Полюбил-то он, может, и полюбил, только вряд ли ее, а то откуда бы эти искорки раздражения в глазах.
– Преодолев все препятствия, мы больше не расставались. Это были такие прекрасные дни – мы бродили по рощам Кипра, охотясь на зайцев и серн…
Артемида в своих лесах, небось, от злости клокотала.
Что же богиня любви все-таки сделала с юношей? Послала к нему златокрылого сынка с хорошим запасом стрел? Или пояс свой чудодейственный в ход пустила?
Каждая слеза на щеках Киприды казалась драгоценнее алмазов в светильниках. И сияла ярче.
– Но у нашей любви нашлись завистники. Кто-то донес Аресу…
Цербера ставлю – этот кто-то был женского пола. Завистни… ца. Вернее, соперница, та, которую любил этот самый Адонис. Нимфа или богиня… из бессмертных, раз уж не побоялась заявиться к Аресу.

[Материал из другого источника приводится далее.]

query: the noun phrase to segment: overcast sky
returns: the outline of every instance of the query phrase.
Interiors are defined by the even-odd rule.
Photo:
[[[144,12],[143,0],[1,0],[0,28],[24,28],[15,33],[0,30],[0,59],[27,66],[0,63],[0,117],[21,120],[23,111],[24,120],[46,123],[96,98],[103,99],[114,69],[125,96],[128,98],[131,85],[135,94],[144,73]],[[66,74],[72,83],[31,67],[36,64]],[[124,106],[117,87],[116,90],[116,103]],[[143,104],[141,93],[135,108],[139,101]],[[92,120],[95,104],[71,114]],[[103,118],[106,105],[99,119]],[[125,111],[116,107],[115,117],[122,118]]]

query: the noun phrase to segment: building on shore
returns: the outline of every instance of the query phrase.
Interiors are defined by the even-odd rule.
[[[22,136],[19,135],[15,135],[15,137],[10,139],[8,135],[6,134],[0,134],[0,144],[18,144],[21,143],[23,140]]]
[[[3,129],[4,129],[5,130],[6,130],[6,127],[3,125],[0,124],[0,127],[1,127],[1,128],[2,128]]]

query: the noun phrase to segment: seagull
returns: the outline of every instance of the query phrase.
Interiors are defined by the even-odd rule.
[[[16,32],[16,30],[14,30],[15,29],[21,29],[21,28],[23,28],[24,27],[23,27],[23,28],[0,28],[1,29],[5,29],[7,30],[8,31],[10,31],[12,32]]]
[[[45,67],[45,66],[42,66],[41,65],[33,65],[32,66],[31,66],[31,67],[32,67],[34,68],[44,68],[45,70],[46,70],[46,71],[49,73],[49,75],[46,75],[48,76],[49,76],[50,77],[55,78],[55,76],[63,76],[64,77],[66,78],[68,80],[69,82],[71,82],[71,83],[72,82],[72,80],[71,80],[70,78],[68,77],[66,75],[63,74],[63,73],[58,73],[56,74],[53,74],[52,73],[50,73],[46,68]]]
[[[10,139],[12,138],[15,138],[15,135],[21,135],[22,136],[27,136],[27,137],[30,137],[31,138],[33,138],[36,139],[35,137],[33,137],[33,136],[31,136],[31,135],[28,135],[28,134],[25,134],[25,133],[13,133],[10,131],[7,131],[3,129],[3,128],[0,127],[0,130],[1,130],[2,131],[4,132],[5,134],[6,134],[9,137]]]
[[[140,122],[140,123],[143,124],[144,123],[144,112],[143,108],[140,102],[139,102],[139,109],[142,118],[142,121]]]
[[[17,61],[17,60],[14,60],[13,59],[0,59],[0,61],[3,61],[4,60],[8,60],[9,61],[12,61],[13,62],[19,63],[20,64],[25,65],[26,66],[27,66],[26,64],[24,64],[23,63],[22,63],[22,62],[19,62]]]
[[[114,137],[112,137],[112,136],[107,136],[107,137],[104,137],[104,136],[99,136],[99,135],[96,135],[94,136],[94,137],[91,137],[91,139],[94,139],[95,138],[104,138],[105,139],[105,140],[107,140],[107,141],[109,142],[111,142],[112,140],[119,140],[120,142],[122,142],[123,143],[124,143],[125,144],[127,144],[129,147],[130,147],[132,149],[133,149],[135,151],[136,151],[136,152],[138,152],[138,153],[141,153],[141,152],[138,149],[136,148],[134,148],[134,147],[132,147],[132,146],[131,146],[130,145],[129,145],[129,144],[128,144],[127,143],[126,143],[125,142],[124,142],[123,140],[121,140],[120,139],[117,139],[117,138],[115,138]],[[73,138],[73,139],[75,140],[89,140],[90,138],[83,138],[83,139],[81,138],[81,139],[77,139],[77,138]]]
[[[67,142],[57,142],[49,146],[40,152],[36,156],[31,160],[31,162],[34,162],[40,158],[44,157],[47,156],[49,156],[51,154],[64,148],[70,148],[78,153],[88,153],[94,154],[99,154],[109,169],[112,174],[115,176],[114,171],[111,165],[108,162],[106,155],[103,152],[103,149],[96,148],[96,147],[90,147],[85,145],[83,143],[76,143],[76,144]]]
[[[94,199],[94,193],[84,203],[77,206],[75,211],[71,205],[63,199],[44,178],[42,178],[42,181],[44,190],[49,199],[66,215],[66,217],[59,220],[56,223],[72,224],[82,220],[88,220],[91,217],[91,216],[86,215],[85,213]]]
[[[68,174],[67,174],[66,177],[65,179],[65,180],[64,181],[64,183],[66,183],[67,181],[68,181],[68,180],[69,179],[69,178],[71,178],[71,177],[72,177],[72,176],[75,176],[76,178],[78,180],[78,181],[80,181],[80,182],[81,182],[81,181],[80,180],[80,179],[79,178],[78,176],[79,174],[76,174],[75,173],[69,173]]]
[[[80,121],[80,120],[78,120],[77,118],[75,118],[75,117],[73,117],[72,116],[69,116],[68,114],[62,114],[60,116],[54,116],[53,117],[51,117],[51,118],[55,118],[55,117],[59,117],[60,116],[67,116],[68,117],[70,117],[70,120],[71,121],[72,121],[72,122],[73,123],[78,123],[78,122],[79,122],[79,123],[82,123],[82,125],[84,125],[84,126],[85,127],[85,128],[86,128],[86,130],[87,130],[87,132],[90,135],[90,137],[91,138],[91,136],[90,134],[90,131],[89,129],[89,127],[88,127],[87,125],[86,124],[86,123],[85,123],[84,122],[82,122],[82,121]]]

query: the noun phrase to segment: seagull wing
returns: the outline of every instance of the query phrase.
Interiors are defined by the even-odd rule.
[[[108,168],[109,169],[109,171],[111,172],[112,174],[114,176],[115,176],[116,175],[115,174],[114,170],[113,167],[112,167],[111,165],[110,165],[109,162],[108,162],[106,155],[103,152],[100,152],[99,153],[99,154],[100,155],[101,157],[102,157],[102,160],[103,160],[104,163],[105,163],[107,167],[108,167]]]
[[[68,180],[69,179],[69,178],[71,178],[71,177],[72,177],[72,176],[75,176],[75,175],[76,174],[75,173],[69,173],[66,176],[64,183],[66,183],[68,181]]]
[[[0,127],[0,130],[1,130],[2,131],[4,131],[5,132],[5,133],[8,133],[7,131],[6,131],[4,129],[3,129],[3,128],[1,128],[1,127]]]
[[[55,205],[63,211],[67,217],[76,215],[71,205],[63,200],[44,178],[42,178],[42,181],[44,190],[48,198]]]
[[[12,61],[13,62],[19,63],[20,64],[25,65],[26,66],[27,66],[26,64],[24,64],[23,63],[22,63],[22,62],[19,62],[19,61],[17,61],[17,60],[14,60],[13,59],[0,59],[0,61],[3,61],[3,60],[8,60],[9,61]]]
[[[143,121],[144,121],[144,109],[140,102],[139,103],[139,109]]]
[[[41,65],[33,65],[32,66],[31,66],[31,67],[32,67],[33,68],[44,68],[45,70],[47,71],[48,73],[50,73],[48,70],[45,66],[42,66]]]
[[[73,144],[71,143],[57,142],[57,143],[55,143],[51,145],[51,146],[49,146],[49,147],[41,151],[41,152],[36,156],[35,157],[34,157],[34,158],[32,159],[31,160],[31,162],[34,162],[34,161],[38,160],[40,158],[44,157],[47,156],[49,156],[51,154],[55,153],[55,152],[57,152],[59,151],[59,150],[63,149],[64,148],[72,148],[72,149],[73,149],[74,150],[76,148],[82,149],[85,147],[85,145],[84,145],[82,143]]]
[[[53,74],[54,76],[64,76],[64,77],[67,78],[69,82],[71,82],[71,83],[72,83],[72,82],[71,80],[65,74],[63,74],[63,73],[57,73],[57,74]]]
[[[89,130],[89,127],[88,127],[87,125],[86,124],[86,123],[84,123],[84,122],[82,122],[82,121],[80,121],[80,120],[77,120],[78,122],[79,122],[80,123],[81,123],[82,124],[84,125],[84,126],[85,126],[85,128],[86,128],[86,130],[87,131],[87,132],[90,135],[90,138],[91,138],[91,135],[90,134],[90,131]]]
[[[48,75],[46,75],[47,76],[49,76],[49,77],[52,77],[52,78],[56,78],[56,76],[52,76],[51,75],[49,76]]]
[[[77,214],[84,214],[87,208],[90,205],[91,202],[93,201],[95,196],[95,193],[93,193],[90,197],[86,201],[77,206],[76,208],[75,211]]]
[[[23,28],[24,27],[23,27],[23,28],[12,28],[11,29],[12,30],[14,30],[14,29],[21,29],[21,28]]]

А нрав Неистового хорошо мне известен, тут можно и не рассказывать: как – проводит время со смертным? Моя любовница мне кого-то предпочитает?! Где мое копье?!
– …обратился огромным вепрем…
Вепрем? Тогда я хочу об этом послушать. Эниалий в роли свинины…
Вспомнил, наконец: Адонис, сын царя Кипра, лицо, правда, позабылось, зато помню, как он стоял перед моим троном и трясся. И последние минуты его жизни я видел, попросились из глаз. Еще удивлялся: откуда на Кипре такие кабаны, уж не отродье ли какое Ехидны?
Знала б Афродита, с какими воплями ее возлюбленный драпал от чудища по лесам и горам и как запыхался Арес, пока наконец задрал его насмерть!
Вроде бы, этот мальчик и правда теперь в саду Персефоны… или это не тот?
– Аид… молю тебя… верни мне его, я сделаю все, все…
А, хватит. В сторону искусство Аты – наскучило.
– Выльешь на меня чашу своей любви? – я приподнял ее подбородок, впервые заставил посмотреть мне в глаза. – Ни к чему. Я никогда не мечтал делить с тобой ложе. Даже из любопытства – не поэтому ли ты боялась меня?
Напускная бледность исчезла мгновенно. Резче обозначились круги под прекрасными глазами, а Афродита выговорила тихо, делая нажим на каждое слово:
– Я могу сделать так, что она полюбит тебя.
Почему я об этом не подумал? Просил у Эрота отвращающую любовь стрелу для себя. А мог попросить полсотни стрел, любовь вызывающих, – и наслаждаться чувствами жены…
– У Владык любви не бывает, – сказал я, отступая на шаг. – Не нужно.
Волосы Афродиты разметались, она нервно ломала тонкие пальцы, кусала губы, а взгляд горел уже не отчаянием – жаждой мести. Эрос – Эрис[1], как легко переходит одно в другое…
– Ты ведь, наверное, догадался, о мудрый, что у меня была соперница? Хочешь – я назову ее имя?
– Нет.
– Потому что боишься услышать его?
– Потому что мне все равно.
Она осеклась и на миг помертвела, неверяще глядя на меня. Поднялась с кресла, забыв о своей мнимой слабости. Подошла, посмотрела в глаза, коснулась щеки…
– Тебе все равно, – с безграничным удивлением. – Правда все равно, а мне показалось…
Я отвел ее ладонь.
– Разве прежде чем спуститься ко мне – ты не просила Громовержца вернуть тебе любимого?
– Просила…
На лицо Афродиты медленно, делая его менее прекрасным, ложился отпечаток моего мира – страх.
– Неужто брат устоял перед твоими мольбами?